You can access your Code Signing Portal on any computer using a USB token containing your Publisher ID as long as that computer meets the minimum system requirements. However, you must buy and retrieve your Publisher ID from the same computer. If you have problems with retrieval, confirm that you are using the same computer, browser, and log-in profile used to enroll. Symantec recommends that developers purchase additional Publisher IDs rather than sharing certificates for better security and management.
How does someone know they can trust my digital signature?

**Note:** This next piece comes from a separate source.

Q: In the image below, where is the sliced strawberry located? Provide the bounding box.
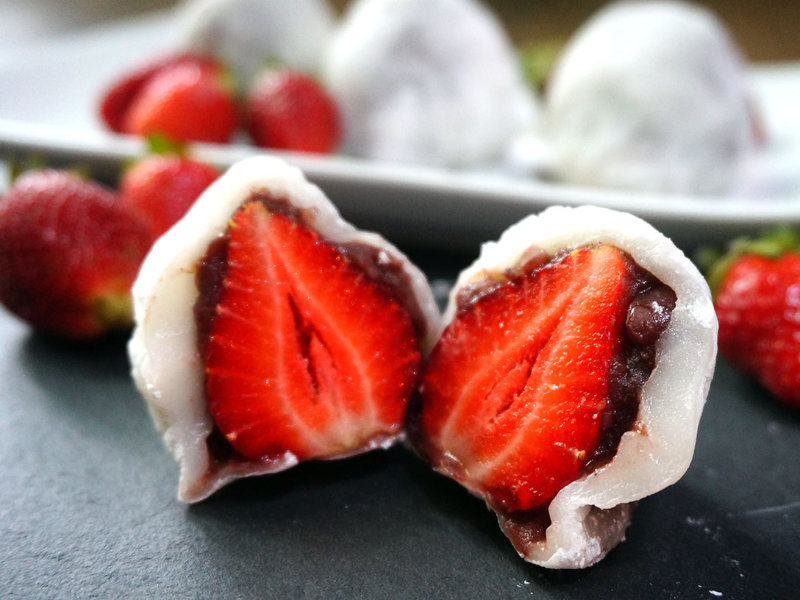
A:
[202,201,421,461]
[417,245,637,513]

Simply signing your code ensures that it has not been tampered with and that it comes from you, but does not verify who you are. A third-party CA is more trusted than a self-signed certificate because the certificate requestor had to go through a vetting or authentication process. When software platforms and applications verify a digital signature, they access a “root” certificate to determine whether or not to trust the CA that issued the certificate. Because Symantec root certificates come preinstalled on most devices and embedded in most applications, digital signatures from Symantec are almost always trusted, reducing warnings and error messages.
What if I lose my USB token or Publisher ID or it becomes compromised?
A USB token with a Publisher ID or a token password cannot be replaced if it is lost or stolen because you do not want anyone to find it and use it to sign code in your name. If your private key is lost or compromised or if your information changes, you should revoke your Publisher ID immediately and replace it with a new digital certificate.